Vers une société matrilinéaire ? Vers une société matriarcale ?

Le droit français et l’avènement du matriarcat

L’Harmattan a publié en août 2023 Le droit français et l’avènement du matriarcat de Xavier Labbée. Ce livre explore des thématiques trop rarement abordées, et à ce titre mérite notre attention.

Xavier Labbée est avocat et professeur en droit privé et sciences criminelles à l’université de Lille. Il est l’auteur d’une bonne dizaine d’ouvrages dans le domaine du droit, et plus particulièrement du droit des personnes et de la famille.

Son dernier livre, dont la lecture a suscité l’écriture du présent article, arbore un titre provocateur. « L’avènement du matriarcat »… rien que ça ! Avant de plonger dans la matière du texte, je me dois de nous affranchir d’une importante précision.

L’auteur, qui certes est professeur en droit et non en sociologie, entretient au fil des pages une certaine confusion entre matriarcat et matrilinéarité. Quelques définitions s’imposent donc.

La matrilinéarité est une notion relative à la filiation. Elle désigne « un mode de filiation et d’organisation sociale dans lequel seule l’ascendance maternelle est prise en ligne de compte pour la transmission du nom, des privilèges, de l’appartenance à un clan ou à une classe » (définition de Larousse.fr).

Quant au matriarcat, il s’agit, toujours pour le dictionnaire Larousse, d’un « régime d’organisation sociale dans lequel la femme joue un rôle politique prépondérant ».

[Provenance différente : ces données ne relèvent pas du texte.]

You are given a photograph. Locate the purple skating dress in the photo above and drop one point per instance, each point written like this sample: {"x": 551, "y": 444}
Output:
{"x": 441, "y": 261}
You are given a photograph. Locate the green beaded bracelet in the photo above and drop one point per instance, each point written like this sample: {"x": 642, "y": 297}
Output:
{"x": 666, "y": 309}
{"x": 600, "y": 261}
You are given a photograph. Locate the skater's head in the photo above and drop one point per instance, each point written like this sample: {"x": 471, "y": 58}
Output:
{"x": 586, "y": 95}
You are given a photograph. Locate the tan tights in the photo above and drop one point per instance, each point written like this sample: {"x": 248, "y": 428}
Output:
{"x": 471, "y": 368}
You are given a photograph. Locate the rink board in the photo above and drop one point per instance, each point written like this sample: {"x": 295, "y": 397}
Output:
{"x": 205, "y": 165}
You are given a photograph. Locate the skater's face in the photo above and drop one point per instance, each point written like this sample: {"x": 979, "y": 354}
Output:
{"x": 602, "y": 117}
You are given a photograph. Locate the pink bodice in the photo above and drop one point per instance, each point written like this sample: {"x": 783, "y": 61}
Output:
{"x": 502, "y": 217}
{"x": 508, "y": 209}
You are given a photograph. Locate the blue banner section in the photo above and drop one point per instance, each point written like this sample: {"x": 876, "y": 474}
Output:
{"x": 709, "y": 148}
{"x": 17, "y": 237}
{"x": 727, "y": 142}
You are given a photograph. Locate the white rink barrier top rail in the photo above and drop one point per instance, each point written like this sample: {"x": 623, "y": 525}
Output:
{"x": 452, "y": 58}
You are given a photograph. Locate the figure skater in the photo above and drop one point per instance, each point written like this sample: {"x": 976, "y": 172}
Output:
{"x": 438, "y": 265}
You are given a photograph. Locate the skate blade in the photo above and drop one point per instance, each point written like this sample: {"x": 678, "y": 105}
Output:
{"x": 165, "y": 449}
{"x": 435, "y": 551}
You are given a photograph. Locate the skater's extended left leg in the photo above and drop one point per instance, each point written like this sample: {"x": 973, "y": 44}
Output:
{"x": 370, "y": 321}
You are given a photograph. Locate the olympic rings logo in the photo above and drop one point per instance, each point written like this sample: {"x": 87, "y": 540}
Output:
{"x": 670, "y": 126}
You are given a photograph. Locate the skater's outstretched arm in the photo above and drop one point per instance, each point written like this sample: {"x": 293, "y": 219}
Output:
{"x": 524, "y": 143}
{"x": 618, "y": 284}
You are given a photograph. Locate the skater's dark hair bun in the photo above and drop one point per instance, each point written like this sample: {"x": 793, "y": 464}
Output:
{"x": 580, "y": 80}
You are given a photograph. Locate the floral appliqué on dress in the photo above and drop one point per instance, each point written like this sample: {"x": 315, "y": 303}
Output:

La matrilinéarité est un concept précisément défini en sociologie, et l’ethnologie a montré l’existence de sociétés matrilinéaires (par exemple les Hurons en Amérique, ou bien les Naxis en Chine).

Le terme matriarcat est plus flou et fait l’objet de vastes offensives idéologiques depuis son apparition à la fin du XIXe siècle. Aucune société que l’on pourrait vraiment qualifier de matriarcale n’a jamais été attestée par l’ethnologie (voir sur ces questions l’article « Matriarcat » de Wikipedia).

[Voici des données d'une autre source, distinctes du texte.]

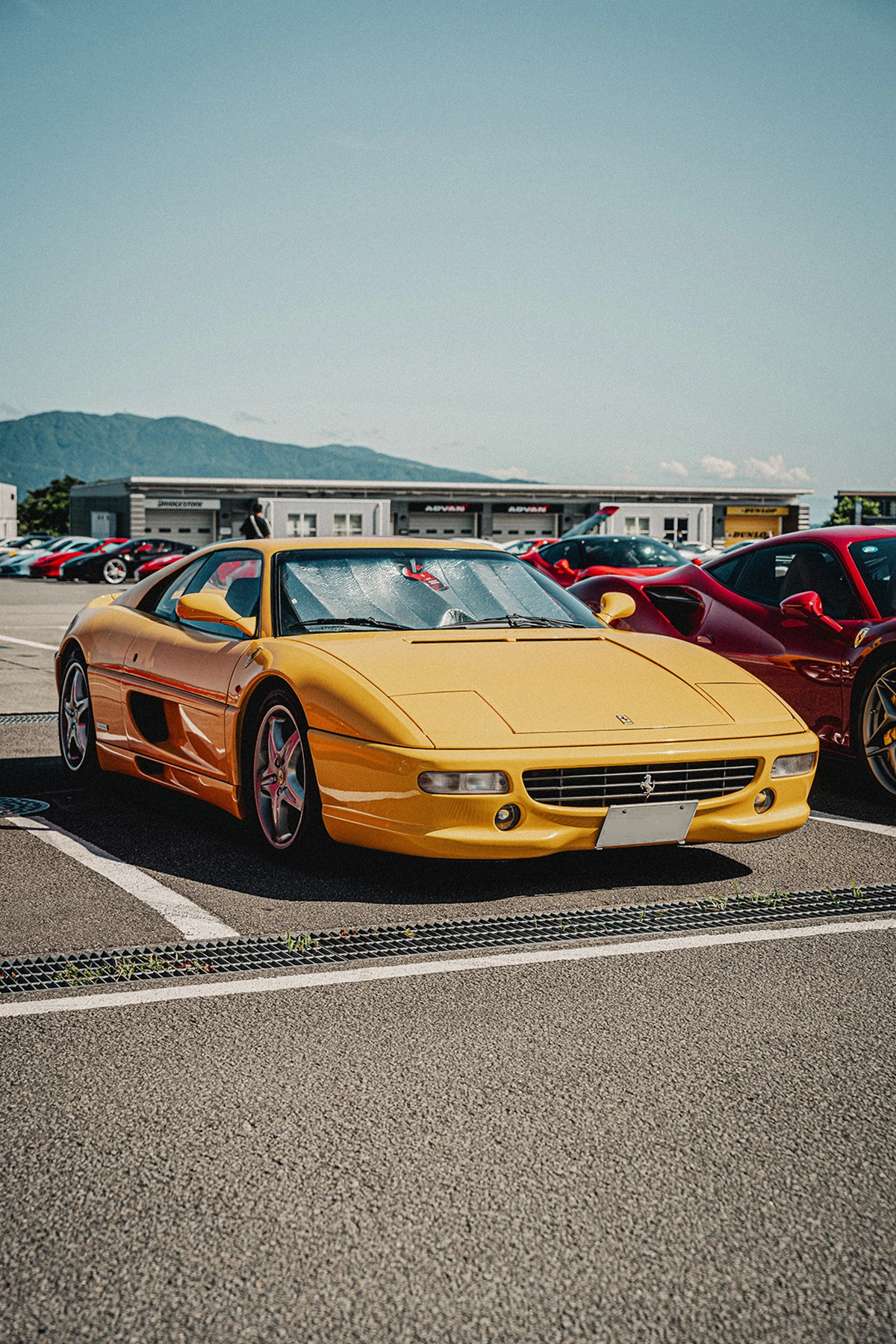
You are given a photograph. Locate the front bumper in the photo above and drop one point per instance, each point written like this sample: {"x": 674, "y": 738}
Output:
{"x": 371, "y": 797}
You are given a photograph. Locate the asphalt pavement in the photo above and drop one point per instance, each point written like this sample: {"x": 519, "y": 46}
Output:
{"x": 691, "y": 1144}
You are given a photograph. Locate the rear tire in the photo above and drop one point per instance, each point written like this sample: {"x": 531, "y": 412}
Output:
{"x": 77, "y": 732}
{"x": 876, "y": 729}
{"x": 280, "y": 786}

Les deux sont donc moins proches qu’il ne pourrait y paraître de prime abord, et s’il est vrai qu’ils ont pu faire l’objet d’utilisations confuses par le passé, la sociologie a depuis opté pour un définition précise du concept de matrilinéarité, le séparant distinctement du terme patriarcat qui lui relève plus du registre du discours idéologique. Il est dommage que Xavier Labbée n’ait pas utilisé avec précision cette terminologie importante du débat.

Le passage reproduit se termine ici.